Unix Tools and the FITO Category Mistake: Crash Consistency and the Protocol Nature of Persistence
Paul Borrill
TL;DR
FITO analysis demonstrates that the assumption of instantaneous atomic state transitions constitutes a category mistake at every layer of the computing stack -- from ext4 journaling and delayed allocation, through fsync failure semantics, NVMe Flush/FUA device behavior, and Linux restartable sequences.
Abstract
Unix tools such as ls, cp, mv, and rename expose a filesystem abstraction that appears to present a single, authoritative state evolving through atomic transitions. This abstraction is false. We present a systematic Forward-In-Time-Only (FITO) analysis demonstrating that the assumption of instantaneous atomic state transitions constitutes a category mistake at every layer of the computing stack -- from ext4 journaling and delayed allocation, through fsync failure semantics, NVMe Flush/FUA device behavior, and Linux restartable sequences, down to the x86-64 CPU's own inability to guarantee atomic supervisor entry under Non-Maskable Interrupts. We prove a formal impossibility result: no syscall-based persistence primitive can define a commit boundary under failure, because the syscall return value is consistent with multiple materially different persistence states across Linux filesystems.

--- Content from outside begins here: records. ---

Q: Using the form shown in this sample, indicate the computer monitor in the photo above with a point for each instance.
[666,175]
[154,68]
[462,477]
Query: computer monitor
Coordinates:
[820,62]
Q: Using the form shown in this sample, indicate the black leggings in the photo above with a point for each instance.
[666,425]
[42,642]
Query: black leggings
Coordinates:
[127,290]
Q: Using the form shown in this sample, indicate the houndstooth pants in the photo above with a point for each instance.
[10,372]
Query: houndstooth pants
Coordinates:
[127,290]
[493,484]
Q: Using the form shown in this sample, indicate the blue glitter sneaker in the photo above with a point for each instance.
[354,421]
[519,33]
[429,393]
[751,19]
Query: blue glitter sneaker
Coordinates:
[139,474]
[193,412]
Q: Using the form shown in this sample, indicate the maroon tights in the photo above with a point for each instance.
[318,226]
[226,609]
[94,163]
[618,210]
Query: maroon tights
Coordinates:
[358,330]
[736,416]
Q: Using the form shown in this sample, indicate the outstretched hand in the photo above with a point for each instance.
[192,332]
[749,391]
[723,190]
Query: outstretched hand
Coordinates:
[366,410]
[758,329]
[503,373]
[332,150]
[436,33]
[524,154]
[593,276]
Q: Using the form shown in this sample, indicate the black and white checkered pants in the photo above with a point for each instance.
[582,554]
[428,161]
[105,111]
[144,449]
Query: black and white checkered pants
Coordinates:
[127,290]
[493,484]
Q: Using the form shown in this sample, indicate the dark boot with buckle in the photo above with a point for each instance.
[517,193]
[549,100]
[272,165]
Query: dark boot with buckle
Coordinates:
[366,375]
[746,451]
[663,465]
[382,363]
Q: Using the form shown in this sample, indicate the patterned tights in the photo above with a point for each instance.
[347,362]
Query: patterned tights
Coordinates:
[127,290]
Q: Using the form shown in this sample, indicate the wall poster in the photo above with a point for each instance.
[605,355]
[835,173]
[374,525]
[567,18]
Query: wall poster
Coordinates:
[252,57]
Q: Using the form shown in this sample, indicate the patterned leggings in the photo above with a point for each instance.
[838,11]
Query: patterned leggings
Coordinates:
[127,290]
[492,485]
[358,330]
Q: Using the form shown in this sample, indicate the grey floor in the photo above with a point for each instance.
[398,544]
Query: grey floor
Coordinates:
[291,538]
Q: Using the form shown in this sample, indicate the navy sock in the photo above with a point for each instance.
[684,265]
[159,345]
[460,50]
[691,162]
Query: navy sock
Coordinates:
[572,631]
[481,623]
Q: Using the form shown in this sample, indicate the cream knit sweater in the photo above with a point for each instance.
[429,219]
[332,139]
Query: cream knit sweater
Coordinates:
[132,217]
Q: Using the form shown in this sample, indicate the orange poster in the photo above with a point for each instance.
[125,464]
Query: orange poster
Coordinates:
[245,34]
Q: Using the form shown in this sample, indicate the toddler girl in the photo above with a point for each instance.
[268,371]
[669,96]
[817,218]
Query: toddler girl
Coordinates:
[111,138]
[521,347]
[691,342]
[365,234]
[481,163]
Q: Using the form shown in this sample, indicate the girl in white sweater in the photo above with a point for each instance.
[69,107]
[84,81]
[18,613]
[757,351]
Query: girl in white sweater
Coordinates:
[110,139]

We identify cross-layer temporal assumption leakage as the structural mechanism by which the category mistake propagates, and show that the entire storage stack forms a recursive chain of non-atomic dependencies whose apparent atomicity reflects mathematical impossibility (Herlihy, 1991), not merely engineering deficiency. An appendix documents the real-world consequences: cascading cloud outages at Google, AWS, Meta, and Cloudflare driven by retry amplification; database corruption from fsync failures in PostgreSQL, etcd, and MySQL; silent data corruption at CERN, NetApp, and Meta; AI training waste consuming 12--43% of compute budgets at scale; and financial system failures totaling billions of dollars annually. These consequences trace to a single structural cause: systems designed around the FITO assumption, compensating for its failure with retry-and-recover protocols that amplify the very failures they attempt to mask.